GO2 for Lung Cancer, Washington, DC, United States.
Memorial Sloan Kettering Cancer Center, New York, NY, United States.
BMC Health Serv Res. 2024 Aug 5;24(1):891. doi: 10.1186/s12913-024-11376-3.
Increased engagement with community-based practices is a promising strategy for increasing clinical trials access of diverse patient populations. In this study we assessed the ability to utilize a patient-advocacy organization led clinical network to engage diverse practices as field sites for clinical research.

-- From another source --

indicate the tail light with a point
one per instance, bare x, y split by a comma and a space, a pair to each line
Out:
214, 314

GO2 for Lung Cancer led recruitment efforts of 17 field sites from their Centers of Excellence in Lung Cancer Screening Network for participation in an implementation-effectiveness trial focused on smoking cessation integration into screening programs for lung cancer. Sites were engaged by one of three methods: 1) Pre-Grant submission of letters of support, 2) a non-targeted study information dissemination campaign to network members, and 3) proactive, targeted outreach to specific centers informed by previously submitted network member data. Detailed self-reported information on barriers to participation was collected from centers that declined to join the study.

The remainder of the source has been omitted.